The DC police union supports speed cams, according to Baumann, because MPD doesn't have enough manpower to enforce traffic laws without the automated help. "We're not out there to enforce the laws, and when that happens, people start disregarding the laws," Baumann told the council. "That means we have to rely on the cameras."

When Streetsblog asked if he thought the cameras were being used as an excuse not to hire needed officers, Baumann was unequivocal. "No," he said. "I don't think that it's being used as an excuse."

Baumann wouldn't go so far as to question the opposition of his New York counterparts to speed cams. "This is one of these odd positions where I think the PBA is correct, but I also think we're correct," he said, noting that DC does not have a dedicated traffic unit and that while some MPD districts have officers dedicated to traffic enforcement, most do not.

But while NYPD has a Transportation Bureau, which issues the majority of the city's speeding tickets, most are issued along highways, not local streets. NYPD trains only one officer per precinct to operate a speed gun.

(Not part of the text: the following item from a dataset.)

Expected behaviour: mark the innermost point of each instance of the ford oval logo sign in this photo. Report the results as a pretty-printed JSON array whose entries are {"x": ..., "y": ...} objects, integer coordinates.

Up in Albany, State Senators Marty Golden and Simcha Felder continue to oppose speed cameras, while Senate Co-Leader Jeff Klein said he wants the cameras approved this year. Golden, who is strongly associated with the PBA, has introduced legislation to deflect attention from his opposition to the speed camera bill. The bill, which will never pass, would compel NYC DOT to install school zone signage and traffic calming, and does not address speed enforcement. Needless to say, at this point DOT doesn't need legislative coercion to redesign streets for greater safety, but New Yorkers do need Albany to step up and enable the city to save lives with automated enforcement, just like DC has.